“There’s something you need to know about me . . . I am dead,” said Fraidy Reiss, a survivor of an abusive forced marriage, as she stood alone on a stage, speaking to a crowd. “I know what you’re thinking, [I don’t] look particularly dead . . . you might want to tell that to my family [because] they declared me dead almost thirteen years ago.”

Reiss, who founded the organization Unchained at Last to help forced marriage victims like herself, grew up in an ultra-Orthodox Jewish community in Brooklyn. Right after finishing high school, Reiss was asked to choose a husband from a small pool of suitors. Reiss described her then-self as a “clueless teenage virgin who had never before been allowed to talk to a boy.” She recalled her family “tapping their feet” waiting for her to choose a husband after giving her “a matter of hours over a period of weeks” to make the life-changing decision.

Reiss recalled feeling afraid that, by the age of twenty, she would be the only one of her friends “damned to a lifetime of singlehood in a community where being single is considered very shameful.” Only a week after walking down the aisle to what she called her “execution,” Reiss cowered in fear as her husband punched his fist through a wall in a “blind rage.” He threatened to kill her a few days later. She was forbidden from using birth control and forced to have intercourse with him, resulting in the birth of her first child eleven months after their wedding. She had limited financial and legal rights and remained trapped in the marriage for twelve years.
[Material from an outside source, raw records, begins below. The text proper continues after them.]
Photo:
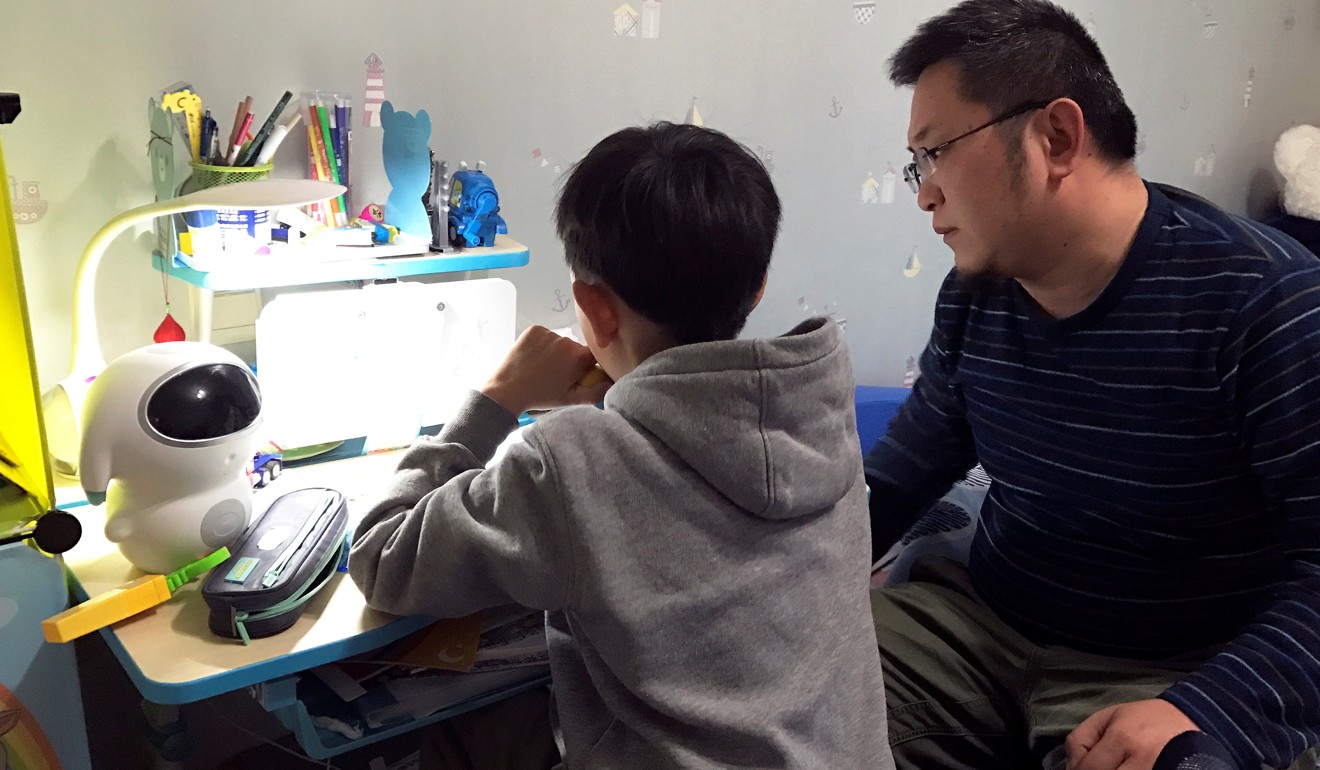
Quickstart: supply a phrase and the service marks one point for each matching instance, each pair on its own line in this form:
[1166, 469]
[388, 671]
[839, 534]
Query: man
[1139, 375]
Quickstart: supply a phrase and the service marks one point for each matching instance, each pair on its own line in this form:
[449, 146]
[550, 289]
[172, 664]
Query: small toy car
[474, 210]
[265, 468]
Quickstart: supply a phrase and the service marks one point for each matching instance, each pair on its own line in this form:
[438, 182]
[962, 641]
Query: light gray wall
[503, 78]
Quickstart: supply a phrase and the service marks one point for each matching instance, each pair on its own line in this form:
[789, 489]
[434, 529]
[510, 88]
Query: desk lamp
[64, 403]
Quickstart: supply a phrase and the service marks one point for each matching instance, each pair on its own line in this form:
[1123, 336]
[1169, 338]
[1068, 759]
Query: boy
[697, 543]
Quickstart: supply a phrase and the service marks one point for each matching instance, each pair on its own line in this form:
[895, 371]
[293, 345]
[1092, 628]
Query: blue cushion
[875, 407]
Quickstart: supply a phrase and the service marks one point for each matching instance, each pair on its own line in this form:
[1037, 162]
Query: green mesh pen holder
[207, 176]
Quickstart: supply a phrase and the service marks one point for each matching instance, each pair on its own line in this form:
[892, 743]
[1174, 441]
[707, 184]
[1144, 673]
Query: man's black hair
[676, 219]
[1011, 53]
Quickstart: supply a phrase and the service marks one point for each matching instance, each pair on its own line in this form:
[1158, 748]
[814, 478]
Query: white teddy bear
[1296, 155]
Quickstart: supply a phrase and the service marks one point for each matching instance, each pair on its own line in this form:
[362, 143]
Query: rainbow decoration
[25, 744]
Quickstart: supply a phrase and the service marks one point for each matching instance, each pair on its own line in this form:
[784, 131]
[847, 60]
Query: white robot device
[169, 431]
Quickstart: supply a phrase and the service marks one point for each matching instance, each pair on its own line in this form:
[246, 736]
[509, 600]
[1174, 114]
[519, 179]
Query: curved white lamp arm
[64, 402]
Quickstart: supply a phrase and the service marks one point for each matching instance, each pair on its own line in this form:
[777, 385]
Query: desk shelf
[296, 700]
[291, 270]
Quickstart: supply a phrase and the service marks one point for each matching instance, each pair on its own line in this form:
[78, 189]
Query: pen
[238, 140]
[341, 132]
[207, 132]
[238, 120]
[246, 159]
[272, 141]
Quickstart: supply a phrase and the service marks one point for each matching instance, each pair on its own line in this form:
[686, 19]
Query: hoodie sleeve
[452, 536]
[928, 445]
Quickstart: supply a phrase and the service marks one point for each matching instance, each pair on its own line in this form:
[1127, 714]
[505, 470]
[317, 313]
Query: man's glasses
[923, 159]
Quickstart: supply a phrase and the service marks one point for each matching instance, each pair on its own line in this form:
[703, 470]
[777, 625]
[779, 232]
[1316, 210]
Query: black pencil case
[277, 565]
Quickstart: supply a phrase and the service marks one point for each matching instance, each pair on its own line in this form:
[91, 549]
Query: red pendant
[169, 330]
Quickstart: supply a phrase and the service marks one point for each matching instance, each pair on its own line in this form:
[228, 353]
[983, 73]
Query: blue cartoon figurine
[407, 156]
[473, 210]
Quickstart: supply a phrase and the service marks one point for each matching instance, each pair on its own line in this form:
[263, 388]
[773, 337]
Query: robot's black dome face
[205, 402]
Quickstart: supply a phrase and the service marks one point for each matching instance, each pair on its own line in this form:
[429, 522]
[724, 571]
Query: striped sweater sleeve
[1261, 694]
[928, 444]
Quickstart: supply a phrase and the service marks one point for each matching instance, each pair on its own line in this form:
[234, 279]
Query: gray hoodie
[700, 546]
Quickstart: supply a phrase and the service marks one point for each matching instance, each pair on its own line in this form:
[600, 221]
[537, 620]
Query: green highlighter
[126, 601]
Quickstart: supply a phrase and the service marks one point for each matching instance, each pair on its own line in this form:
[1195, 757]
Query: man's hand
[1127, 736]
[544, 370]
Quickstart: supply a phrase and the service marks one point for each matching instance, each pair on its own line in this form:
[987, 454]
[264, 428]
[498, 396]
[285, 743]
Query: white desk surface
[169, 651]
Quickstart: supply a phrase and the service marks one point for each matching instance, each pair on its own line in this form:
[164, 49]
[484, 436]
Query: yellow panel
[23, 439]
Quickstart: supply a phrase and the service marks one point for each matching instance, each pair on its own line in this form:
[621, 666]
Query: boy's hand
[544, 370]
[1127, 736]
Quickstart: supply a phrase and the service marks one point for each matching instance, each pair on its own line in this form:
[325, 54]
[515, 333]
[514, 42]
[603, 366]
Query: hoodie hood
[768, 423]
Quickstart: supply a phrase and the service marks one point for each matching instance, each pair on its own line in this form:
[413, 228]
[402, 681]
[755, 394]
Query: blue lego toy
[474, 210]
[265, 468]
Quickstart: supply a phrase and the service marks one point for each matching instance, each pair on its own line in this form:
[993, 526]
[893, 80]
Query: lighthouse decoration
[375, 95]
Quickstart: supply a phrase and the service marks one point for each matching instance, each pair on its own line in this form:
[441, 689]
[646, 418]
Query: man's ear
[598, 305]
[1061, 128]
[760, 292]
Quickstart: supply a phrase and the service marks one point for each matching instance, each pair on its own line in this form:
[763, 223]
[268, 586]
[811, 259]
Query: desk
[173, 658]
[170, 654]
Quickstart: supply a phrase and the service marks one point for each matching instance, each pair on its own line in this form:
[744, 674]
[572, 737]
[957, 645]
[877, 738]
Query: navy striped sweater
[1155, 464]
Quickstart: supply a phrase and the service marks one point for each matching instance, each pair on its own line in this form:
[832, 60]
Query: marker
[246, 159]
[238, 140]
[272, 141]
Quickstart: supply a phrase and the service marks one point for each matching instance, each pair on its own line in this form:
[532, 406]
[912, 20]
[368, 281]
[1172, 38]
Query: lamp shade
[62, 404]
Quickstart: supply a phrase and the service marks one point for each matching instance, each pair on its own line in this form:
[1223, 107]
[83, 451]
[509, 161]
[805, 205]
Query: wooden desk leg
[202, 301]
[166, 732]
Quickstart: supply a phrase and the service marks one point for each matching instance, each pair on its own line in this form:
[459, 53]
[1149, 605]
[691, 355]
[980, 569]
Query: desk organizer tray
[277, 565]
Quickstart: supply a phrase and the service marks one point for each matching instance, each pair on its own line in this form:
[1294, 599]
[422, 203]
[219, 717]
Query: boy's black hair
[676, 219]
[1011, 53]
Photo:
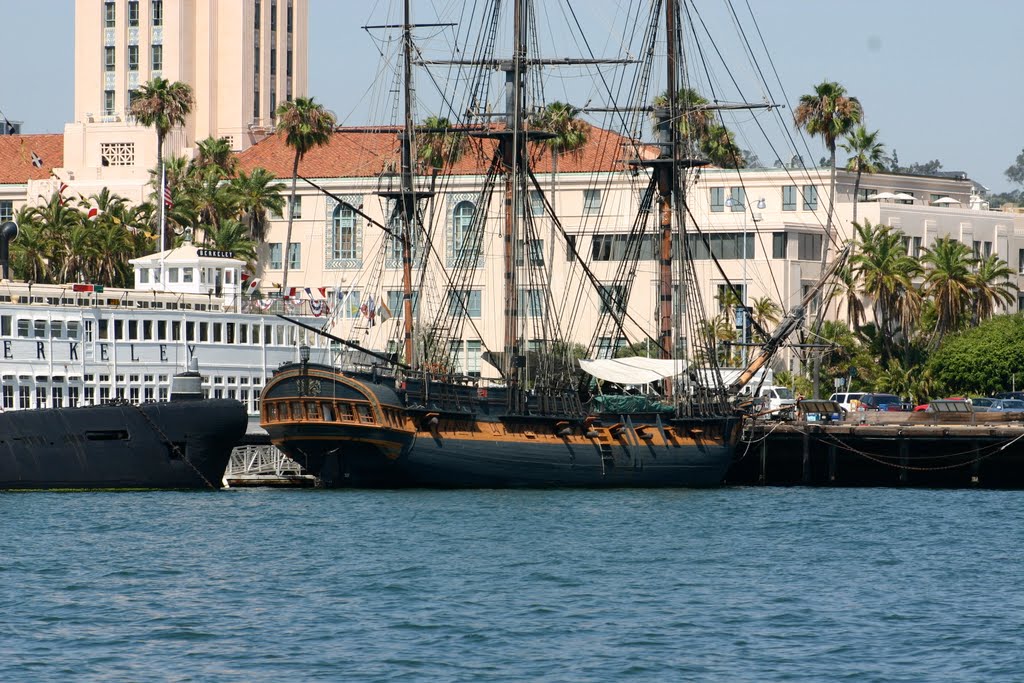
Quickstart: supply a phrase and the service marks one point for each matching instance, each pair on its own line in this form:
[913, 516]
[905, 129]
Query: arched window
[344, 243]
[464, 243]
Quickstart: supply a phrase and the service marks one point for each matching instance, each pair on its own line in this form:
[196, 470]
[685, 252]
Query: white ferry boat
[81, 344]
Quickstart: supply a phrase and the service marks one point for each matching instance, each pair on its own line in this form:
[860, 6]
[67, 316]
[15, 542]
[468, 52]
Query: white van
[846, 399]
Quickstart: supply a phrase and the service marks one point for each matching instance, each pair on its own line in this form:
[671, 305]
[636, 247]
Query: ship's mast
[408, 198]
[512, 152]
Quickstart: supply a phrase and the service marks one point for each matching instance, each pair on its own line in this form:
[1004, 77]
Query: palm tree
[719, 145]
[437, 144]
[257, 193]
[216, 153]
[830, 114]
[867, 156]
[948, 282]
[162, 104]
[305, 125]
[991, 287]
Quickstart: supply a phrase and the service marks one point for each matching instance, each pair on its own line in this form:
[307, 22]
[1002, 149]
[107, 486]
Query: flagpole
[163, 203]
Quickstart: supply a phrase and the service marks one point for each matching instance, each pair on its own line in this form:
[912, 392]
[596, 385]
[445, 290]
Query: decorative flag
[383, 311]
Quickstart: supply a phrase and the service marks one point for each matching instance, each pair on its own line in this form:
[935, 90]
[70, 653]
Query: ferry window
[790, 198]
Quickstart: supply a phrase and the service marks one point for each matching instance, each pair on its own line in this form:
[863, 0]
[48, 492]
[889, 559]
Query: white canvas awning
[634, 370]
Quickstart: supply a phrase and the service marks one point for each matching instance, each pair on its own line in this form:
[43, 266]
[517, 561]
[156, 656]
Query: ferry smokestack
[8, 231]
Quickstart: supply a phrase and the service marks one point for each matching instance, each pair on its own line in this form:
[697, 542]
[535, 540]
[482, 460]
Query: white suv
[846, 399]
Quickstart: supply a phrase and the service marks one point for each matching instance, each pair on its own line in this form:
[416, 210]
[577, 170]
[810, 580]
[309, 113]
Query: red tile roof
[366, 153]
[15, 157]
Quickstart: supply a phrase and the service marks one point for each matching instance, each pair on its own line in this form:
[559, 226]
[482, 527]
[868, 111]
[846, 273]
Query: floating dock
[921, 450]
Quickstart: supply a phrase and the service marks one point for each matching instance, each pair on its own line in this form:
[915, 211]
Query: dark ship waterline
[363, 432]
[177, 444]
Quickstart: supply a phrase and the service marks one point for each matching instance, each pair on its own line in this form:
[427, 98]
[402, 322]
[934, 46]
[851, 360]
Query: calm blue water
[730, 585]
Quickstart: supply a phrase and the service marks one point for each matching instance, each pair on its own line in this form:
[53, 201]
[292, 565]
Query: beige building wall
[242, 57]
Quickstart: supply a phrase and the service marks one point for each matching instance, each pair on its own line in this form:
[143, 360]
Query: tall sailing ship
[408, 417]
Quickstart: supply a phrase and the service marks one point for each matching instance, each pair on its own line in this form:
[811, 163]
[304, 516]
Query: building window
[536, 203]
[737, 199]
[612, 298]
[536, 249]
[345, 243]
[718, 199]
[396, 303]
[790, 198]
[809, 247]
[464, 240]
[465, 302]
[810, 198]
[778, 243]
[531, 303]
[348, 302]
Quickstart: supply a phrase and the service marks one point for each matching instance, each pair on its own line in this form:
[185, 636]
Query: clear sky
[938, 78]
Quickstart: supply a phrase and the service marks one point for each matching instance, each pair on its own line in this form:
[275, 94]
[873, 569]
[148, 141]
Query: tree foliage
[981, 359]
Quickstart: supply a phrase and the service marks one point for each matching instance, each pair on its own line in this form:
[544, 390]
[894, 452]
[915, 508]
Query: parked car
[847, 399]
[884, 401]
[981, 404]
[1006, 406]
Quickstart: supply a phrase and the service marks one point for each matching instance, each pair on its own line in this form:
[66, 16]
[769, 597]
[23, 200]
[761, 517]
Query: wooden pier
[922, 450]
After finally escaping with her two children, Reiss was shunned by her family.

Although Reiss expressed that she was “born and bred” in Brooklyn, she experienced abuse that “people assume doesn’t happen in America.” Indeed, widespread perceptions that forced marriage does not occur in the United States are seriously misguided and likely a result of researchers, policymakers, and the media ignoring the issue. In 2011, the Tahirih Justice Center (Tahirih) produced the only national prevalence statistics on forced marriage to date and identified as many as 3,000 cases of forced marriage. Notably, two out of three respondents to the study felt there were cases of forced marriage that were not being identified.” While the Tahirih survey focused on immigrant communities, forced marriage is not an abuse experienced exclusively by immigrants. In addition to ultra-Orthodox Jewish communities, forced marriage escape stories have come out of the Fundamentalist Church of Jesus Christ of Latter-Day Saints (FLDS) and other U.S. religious organizations.